Spendley-Carter schien wie ein Ballon anzuschwellen. Er wurde dunkelrot, und seine Stimme überschlug sich fast. «Bei Gott! Sind Sie sich eigentlich bewußt, daß Sie von meiner Familie sprechen? Ich könnte Ihnen jeden Knochen im Leibe...»
«Ja», antwortete Hero. «Ich bin leider dazu gezwungen. Sie kennen ohne Zweifel die Rolle, welche die moderne Psychiatrie in der neuesten Poltergeist-Forschung spielt. Wie diese kleinen Kunststücke vollbracht werden, ist uns längst bekannt, was uns heute interessiert, ist nur noch, warum sie ausgeführt werden. Nehmen wir zum Beispiel die kleine Noreen — ich habe mehrere lange Gespräche mit ihr geführt...»
«Sie haben mit ihr gesprochen?» kreischte Spendley-Carter. «Eine unerhörte Frechheit! Wenn ich noch ein Wort davon...»

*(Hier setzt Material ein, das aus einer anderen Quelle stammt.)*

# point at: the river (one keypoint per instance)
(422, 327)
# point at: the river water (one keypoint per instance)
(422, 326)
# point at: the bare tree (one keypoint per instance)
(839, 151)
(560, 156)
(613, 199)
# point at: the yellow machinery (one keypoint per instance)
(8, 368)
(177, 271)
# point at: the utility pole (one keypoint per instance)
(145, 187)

«Sie sind selbstverständlich der Hauptschuldige an dieser Situation, und ich werde das in meinem Artikel gebührend würdigen», fuhr Hero ungerührt fort. «Aber der Umstand, daß Noreen ein adoptiertes Kind ist, spielt auch eine Rolle. Es eröffnen sich da recht interessante psychologische Aspekte: der Vater ein Tyrann und eitler Schwätzer, der seine Frau einschüchtert und sein Adoptivkind, das sich zu einem häßlichen kleinen Entlein entwickelt hat, schlecht behandelt. Die Tochter, in ihrer für dieses Alter typischen Haßliebe zum Vater, wendet sich gegen die Mutter, weil sie dem herrschsüchtigen Mann keinen Widerstand leistet. Mit dem ersten Erscheinen des angeblichen Poltergeistes im Westflügel, der ihre Mutter so sehr erschreckt, beschließt sie, selber ein wenig Gespenst zu spielen. Nachdem sie einmal angefangen hat, lernt sie rasch dazu. Noreen ist ein aufgewecktes, kluges Kind. Das sind alle Poltergeist-Kinder.»

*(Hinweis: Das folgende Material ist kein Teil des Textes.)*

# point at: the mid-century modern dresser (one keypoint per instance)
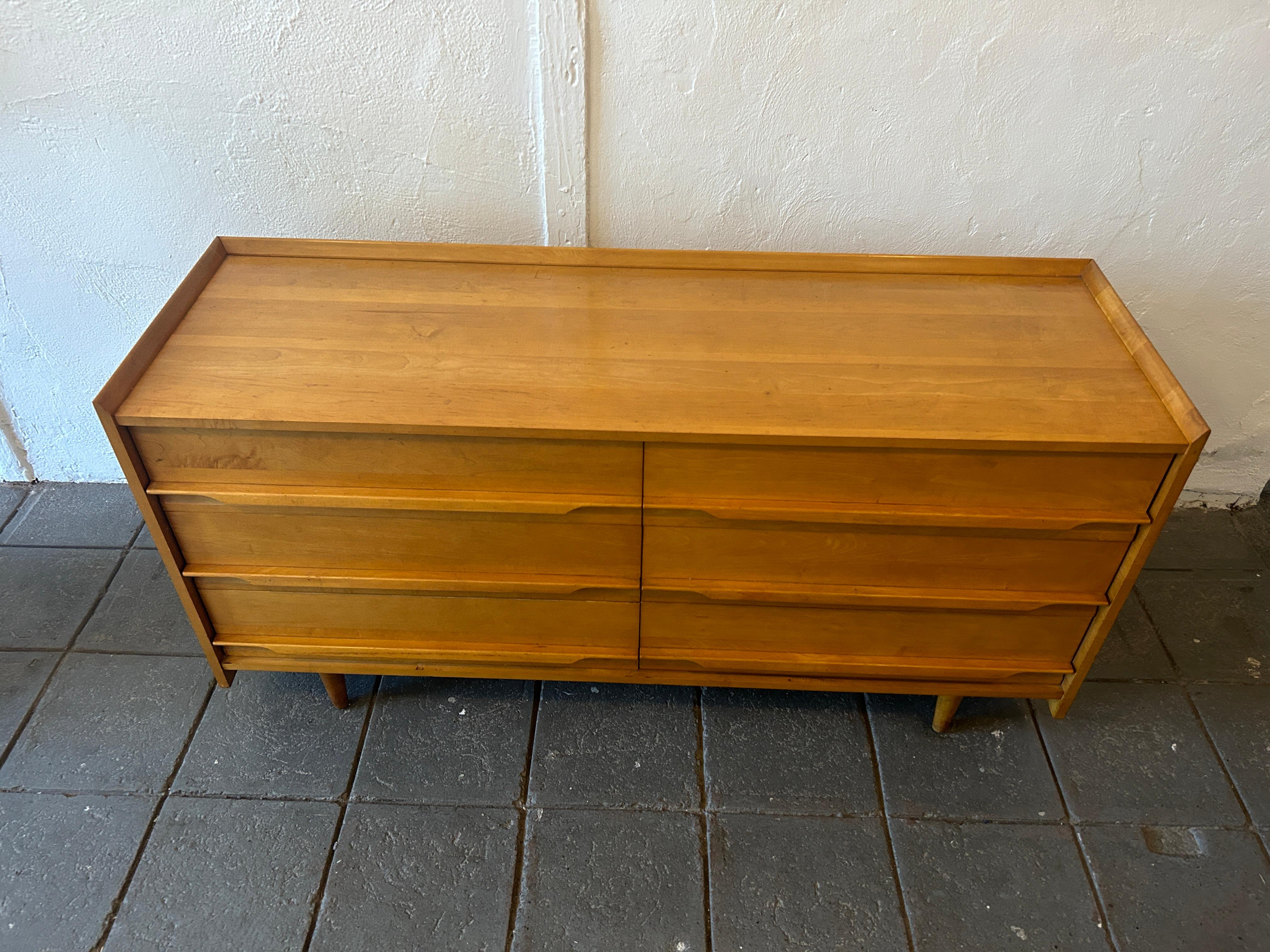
(846, 473)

«Verflucht und zugenäht!» quietschte Spendley-Carter. «Ich werde...» Doch er hielt mitten in seiner Drohung inne, da ihm dämmerte, daß Hero von der Angelegenheit redete, als handele es sich um eine feststehende Tatsache. Er senkte seine Stimme, aber seine feuchten Augen waren von Feindseligkeit, Wut und Argwohn erfüllt. «Welche Beweise haben Sie außer den Behauptungen eines verlogenen Kindes? Sie täuschen sich, wenn Sie meinen, es werde ihr jemand Glauben schenken. Kinder behaupten oft merkwürdige Dinge. Sie können ihr nichts nachweisen.»

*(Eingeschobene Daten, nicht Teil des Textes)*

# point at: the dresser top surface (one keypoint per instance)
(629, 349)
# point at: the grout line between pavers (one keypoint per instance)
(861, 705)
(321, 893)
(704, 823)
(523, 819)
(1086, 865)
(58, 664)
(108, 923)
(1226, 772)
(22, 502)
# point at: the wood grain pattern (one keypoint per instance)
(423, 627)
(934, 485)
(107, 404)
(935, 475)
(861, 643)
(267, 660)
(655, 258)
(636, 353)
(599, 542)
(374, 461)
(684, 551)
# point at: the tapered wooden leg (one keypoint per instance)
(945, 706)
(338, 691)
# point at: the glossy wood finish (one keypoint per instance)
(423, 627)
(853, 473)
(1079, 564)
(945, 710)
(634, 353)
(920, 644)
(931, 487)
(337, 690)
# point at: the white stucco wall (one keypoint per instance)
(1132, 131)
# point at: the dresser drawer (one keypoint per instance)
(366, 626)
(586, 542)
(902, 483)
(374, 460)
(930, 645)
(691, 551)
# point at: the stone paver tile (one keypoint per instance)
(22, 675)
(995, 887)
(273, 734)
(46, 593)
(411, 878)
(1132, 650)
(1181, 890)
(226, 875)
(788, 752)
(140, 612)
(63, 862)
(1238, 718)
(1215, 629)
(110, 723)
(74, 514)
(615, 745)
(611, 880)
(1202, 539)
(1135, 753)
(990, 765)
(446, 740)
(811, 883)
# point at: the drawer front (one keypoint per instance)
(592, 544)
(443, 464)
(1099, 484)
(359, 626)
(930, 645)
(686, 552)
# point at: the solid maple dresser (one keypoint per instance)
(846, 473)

«Darauf wollte ich eben zu sprechen kommen», entgegnete Hero. «Sehen Sie hier.» Er öffnete eine Schublade, nahm drei Fotografien heraus und warf sie auf den Schreibtisch. «Es soll nämlich ein illustrierter Aufsatz werden. Ein unglaubliches Glück, finden Sie nicht?»
Spendley-Carter starrte die Bilder anfänglich verständnislos an; als er aber erfaßte, was sie darstellten, wurde er so blaß, wie er vorher rot gewesen war. «Was, zum Teufel, soll denn das sein?» stotterte er.
«Ein Poltergeist-Kind am Werk», erklärte Hero. «Wahrscheinlich die ersten und einzigen Aufnahmen dieser Art. Sehr schwierig zu fotografieren, denn wenn Kinder sich erst dem Poltergeist-Spiel zuwenden, sind sie geschickt wie die Affen dabei. Sie wissen ganz genau, wann sie werfen müssen. Bitte beachten Sie, wie Noreen vor dem Spiegel sitzt, in dem sie uns beobachteten kann. Sie wartet, bis niemand auf sie achtet, und schwupp — schon saust das Huhn durch die Luft.»